Leitungswechsel bei der Telefonseelsorge NÖ

Die Pastoralen Dienste und die Telefonseelsorge NÖ verabschieden Susanne Rasinger (Mitte), die nach Salzburg geht

St. Pölten, 22.10.20 (dsp/mb) Nach sieben Jahren wechselt Susanne Rasinger als Pastoralassistentin in die Erzdiözese Salzburg und übergibt die Leitung der Telefonseelsorge NÖ an die Ybbserin Petra Schadenhofer.

85 MitarbeiterInnen und PraktikantInnen arbeiten bei der Telefonseelsorge NÖ – Notruf 142 - Männer und Frauen ab dem 25. Lebensjahr aus den unterschiedlichsten Berufsgruppen – ohne sie wäre die kostenlose, anonyme Rund-um-die-Uhr-Erreichbarkeit der Organisation nicht denkbar. Die Telefonseelsorge ist eine ökumenische Einrichtung der katholischen und evangelischen Kirche in Niederösterreich und bietet vertrauliche Beratung und Begleitung in belastenden Lebenssituationen und Krisenzeiten. 

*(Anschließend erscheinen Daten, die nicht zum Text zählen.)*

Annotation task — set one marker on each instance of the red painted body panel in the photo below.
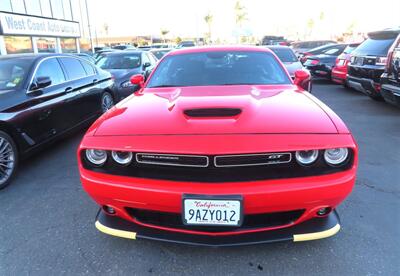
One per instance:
(339, 72)
(274, 119)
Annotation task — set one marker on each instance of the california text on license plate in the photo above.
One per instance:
(212, 211)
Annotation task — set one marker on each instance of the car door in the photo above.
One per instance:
(43, 117)
(91, 94)
(147, 61)
(78, 83)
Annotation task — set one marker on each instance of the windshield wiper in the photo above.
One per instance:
(164, 85)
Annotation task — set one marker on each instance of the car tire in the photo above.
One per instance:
(8, 159)
(107, 101)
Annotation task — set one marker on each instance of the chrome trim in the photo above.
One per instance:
(257, 164)
(170, 164)
(66, 80)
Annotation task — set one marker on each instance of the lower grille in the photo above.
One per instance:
(255, 221)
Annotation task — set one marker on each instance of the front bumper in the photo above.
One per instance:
(322, 71)
(317, 228)
(366, 86)
(391, 94)
(339, 75)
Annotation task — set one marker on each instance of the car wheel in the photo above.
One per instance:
(8, 159)
(107, 102)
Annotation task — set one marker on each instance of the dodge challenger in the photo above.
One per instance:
(219, 147)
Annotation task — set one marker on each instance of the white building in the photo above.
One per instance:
(44, 26)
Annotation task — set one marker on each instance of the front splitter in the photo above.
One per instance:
(313, 229)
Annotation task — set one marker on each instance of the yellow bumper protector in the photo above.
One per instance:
(115, 232)
(317, 235)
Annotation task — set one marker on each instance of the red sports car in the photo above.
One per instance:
(219, 147)
(339, 71)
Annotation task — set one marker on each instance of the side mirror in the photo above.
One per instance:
(137, 80)
(302, 78)
(41, 82)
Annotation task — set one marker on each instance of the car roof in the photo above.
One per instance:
(205, 49)
(277, 47)
(34, 56)
(124, 52)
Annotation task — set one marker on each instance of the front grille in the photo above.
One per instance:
(279, 167)
(253, 221)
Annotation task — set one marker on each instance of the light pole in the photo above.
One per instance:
(89, 27)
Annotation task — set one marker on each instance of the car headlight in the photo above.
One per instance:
(96, 157)
(127, 84)
(337, 156)
(122, 157)
(306, 157)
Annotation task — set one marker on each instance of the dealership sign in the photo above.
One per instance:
(13, 24)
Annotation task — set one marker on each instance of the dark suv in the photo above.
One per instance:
(390, 79)
(368, 62)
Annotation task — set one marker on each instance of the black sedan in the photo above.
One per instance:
(123, 65)
(42, 98)
(321, 65)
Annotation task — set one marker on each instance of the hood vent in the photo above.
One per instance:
(212, 112)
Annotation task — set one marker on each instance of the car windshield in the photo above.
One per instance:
(350, 48)
(13, 73)
(120, 61)
(159, 54)
(219, 68)
(374, 47)
(285, 54)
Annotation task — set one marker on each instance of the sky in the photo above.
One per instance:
(185, 18)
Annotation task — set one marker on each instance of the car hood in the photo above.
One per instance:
(293, 67)
(263, 109)
(123, 73)
(328, 59)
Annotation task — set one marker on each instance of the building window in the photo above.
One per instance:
(33, 7)
(46, 44)
(84, 45)
(18, 44)
(68, 45)
(5, 5)
(18, 6)
(46, 8)
(57, 8)
(67, 10)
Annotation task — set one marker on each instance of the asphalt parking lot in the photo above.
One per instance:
(47, 220)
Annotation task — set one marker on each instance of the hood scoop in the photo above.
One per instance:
(212, 112)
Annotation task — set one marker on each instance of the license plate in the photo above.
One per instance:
(212, 211)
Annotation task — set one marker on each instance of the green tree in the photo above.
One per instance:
(164, 32)
(240, 14)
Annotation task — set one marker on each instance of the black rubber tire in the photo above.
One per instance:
(8, 138)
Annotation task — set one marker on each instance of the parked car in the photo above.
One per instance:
(219, 147)
(123, 65)
(42, 98)
(124, 47)
(87, 57)
(102, 53)
(159, 53)
(144, 48)
(390, 79)
(315, 51)
(301, 47)
(274, 40)
(368, 62)
(321, 65)
(339, 71)
(288, 58)
(185, 44)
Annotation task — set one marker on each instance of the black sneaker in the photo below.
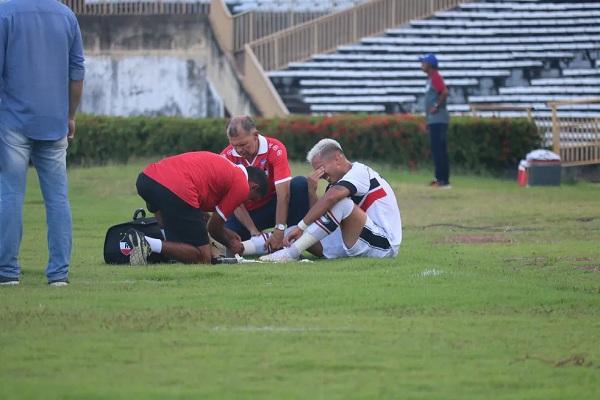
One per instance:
(140, 248)
(59, 283)
(5, 281)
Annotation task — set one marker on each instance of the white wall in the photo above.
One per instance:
(148, 85)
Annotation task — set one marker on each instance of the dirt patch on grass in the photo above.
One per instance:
(575, 359)
(477, 239)
(591, 268)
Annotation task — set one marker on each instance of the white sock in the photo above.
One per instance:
(256, 245)
(155, 244)
(322, 227)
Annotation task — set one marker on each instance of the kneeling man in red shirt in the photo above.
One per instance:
(179, 190)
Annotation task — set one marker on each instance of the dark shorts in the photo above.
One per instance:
(182, 222)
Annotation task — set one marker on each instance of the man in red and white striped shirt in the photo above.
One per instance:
(286, 200)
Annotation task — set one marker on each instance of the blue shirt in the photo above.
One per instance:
(40, 51)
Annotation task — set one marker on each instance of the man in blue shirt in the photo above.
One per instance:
(41, 81)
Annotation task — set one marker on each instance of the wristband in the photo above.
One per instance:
(302, 225)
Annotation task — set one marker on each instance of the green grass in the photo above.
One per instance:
(513, 313)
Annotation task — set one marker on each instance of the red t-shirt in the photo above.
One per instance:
(271, 158)
(204, 180)
(437, 81)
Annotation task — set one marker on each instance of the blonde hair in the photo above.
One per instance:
(322, 148)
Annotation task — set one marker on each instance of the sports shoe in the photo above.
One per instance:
(140, 248)
(438, 185)
(282, 255)
(59, 283)
(5, 281)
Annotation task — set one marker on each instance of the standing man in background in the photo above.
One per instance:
(41, 81)
(286, 201)
(438, 118)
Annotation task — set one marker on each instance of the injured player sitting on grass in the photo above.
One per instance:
(358, 216)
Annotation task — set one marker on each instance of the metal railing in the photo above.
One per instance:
(324, 34)
(497, 109)
(575, 138)
(140, 7)
(301, 41)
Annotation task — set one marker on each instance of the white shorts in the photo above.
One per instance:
(372, 242)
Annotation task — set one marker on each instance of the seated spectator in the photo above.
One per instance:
(179, 190)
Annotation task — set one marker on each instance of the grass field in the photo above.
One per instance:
(495, 294)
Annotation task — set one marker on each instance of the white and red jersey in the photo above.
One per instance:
(375, 196)
(204, 180)
(271, 158)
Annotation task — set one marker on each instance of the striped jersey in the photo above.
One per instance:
(375, 196)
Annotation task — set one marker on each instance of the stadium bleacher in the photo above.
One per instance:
(517, 52)
(240, 6)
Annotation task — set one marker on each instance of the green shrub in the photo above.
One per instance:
(476, 144)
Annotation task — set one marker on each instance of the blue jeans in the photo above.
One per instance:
(264, 217)
(438, 137)
(49, 159)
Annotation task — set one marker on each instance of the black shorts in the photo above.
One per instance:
(182, 222)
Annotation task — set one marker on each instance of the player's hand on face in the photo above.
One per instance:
(292, 236)
(275, 241)
(255, 232)
(313, 179)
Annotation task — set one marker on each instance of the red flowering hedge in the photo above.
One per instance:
(476, 144)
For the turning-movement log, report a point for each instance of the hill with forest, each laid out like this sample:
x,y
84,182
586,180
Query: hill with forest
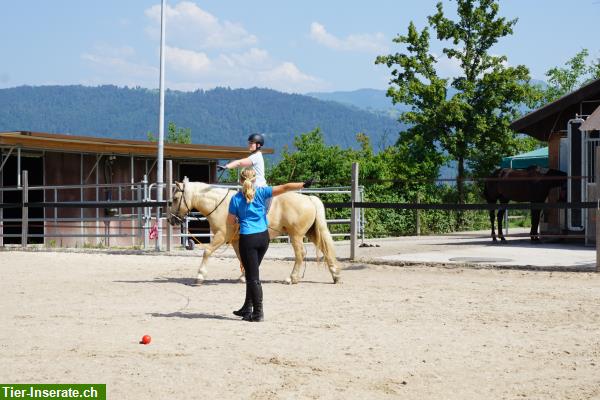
x,y
220,116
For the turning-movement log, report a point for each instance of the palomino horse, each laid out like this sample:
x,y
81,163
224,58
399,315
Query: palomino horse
x,y
526,185
291,213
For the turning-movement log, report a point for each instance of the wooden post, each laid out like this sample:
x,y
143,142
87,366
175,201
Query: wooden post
x,y
353,213
169,198
597,181
25,210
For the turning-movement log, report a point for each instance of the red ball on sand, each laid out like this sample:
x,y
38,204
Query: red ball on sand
x,y
146,339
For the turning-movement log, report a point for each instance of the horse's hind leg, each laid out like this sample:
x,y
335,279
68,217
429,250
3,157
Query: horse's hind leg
x,y
535,222
298,247
216,242
501,212
492,216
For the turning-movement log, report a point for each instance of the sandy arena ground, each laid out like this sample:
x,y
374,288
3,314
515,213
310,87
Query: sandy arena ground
x,y
385,332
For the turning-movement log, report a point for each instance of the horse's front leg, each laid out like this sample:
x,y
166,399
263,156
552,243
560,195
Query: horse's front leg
x,y
216,242
535,222
492,217
298,247
501,212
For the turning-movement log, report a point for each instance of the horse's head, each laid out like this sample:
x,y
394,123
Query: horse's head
x,y
561,177
180,207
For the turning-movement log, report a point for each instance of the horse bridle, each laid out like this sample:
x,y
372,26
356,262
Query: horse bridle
x,y
176,215
182,190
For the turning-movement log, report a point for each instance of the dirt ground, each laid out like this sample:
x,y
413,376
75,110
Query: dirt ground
x,y
385,332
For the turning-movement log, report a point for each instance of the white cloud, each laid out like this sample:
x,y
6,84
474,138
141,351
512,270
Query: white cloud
x,y
202,52
191,27
367,42
118,65
187,61
253,68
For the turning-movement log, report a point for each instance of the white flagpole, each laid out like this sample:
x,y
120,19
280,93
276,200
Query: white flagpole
x,y
161,119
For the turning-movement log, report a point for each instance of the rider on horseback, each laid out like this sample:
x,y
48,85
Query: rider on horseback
x,y
255,160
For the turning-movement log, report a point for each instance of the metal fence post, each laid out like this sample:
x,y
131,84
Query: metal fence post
x,y
418,217
597,181
169,198
145,219
353,214
25,210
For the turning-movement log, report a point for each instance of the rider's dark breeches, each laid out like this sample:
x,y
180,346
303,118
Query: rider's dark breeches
x,y
252,249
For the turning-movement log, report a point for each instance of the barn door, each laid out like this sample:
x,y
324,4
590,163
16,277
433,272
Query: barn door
x,y
577,167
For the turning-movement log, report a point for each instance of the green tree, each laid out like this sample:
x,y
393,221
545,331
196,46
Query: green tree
x,y
174,135
468,124
572,76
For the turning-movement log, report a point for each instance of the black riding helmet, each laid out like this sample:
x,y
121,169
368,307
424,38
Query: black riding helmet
x,y
257,138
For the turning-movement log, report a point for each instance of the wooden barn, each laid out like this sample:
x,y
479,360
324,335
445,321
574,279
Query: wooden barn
x,y
571,148
102,170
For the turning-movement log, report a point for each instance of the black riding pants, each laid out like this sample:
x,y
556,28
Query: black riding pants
x,y
252,249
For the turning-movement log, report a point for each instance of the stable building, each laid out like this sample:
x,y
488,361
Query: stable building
x,y
67,168
571,126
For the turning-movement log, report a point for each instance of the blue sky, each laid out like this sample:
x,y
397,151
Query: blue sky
x,y
290,46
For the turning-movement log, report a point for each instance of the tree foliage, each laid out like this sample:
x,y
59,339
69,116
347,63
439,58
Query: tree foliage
x,y
563,80
463,118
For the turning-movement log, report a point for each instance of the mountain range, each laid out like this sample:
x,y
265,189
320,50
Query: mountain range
x,y
220,116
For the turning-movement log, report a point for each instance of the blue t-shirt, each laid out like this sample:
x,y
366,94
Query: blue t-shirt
x,y
252,216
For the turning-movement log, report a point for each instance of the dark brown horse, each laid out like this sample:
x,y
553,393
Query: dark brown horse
x,y
522,185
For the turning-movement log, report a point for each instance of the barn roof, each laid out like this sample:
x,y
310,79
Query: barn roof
x,y
88,144
592,123
554,116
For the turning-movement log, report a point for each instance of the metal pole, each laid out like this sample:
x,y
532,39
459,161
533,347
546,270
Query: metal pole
x,y
418,217
161,120
353,216
146,212
25,210
169,198
19,167
597,181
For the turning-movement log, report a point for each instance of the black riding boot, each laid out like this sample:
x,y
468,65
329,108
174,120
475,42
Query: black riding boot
x,y
257,314
246,309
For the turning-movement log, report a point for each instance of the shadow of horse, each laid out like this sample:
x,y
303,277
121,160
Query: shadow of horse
x,y
522,185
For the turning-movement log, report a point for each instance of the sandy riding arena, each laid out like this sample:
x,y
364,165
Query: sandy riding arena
x,y
385,332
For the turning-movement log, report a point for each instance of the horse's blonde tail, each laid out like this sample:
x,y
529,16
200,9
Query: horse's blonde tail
x,y
322,238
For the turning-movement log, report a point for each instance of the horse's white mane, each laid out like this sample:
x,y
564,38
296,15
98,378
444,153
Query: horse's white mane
x,y
205,190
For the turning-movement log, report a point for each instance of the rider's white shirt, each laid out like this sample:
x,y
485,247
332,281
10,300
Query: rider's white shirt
x,y
259,167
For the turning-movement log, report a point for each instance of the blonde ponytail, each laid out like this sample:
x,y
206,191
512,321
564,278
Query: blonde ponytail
x,y
247,178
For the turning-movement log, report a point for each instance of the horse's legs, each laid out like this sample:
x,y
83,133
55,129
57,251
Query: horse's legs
x,y
501,212
216,242
327,255
535,222
492,216
298,247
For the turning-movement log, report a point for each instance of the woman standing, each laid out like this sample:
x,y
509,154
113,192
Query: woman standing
x,y
249,208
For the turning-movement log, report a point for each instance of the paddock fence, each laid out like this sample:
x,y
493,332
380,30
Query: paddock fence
x,y
130,216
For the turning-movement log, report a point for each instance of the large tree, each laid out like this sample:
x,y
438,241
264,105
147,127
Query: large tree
x,y
463,118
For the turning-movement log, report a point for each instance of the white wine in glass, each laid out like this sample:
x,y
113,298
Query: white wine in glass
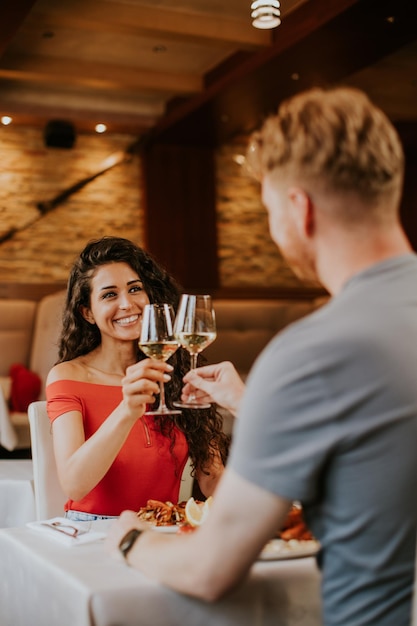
x,y
157,341
195,329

Die psychischen Folgen der Corona-Pandemie zeigen sich immer deutlicher. Nicht jeder empfindet diese Zeit als entschleunigend – soziale Isolation, Arbeitslosigkeit und finanzielle Unsicherheit stellen eine besondere Herausforderung dar.

Viele Menschen fühlen sich zunehmend müde, erschöpft, einsam und bedroht – die Frustrationstoleranz sinkt auffallend, Wut und Aggression nehmen zu, posttraumatische Belastungsstörungen und die komplette Bandbreite an depressiven Störungen treten gehäuft auf.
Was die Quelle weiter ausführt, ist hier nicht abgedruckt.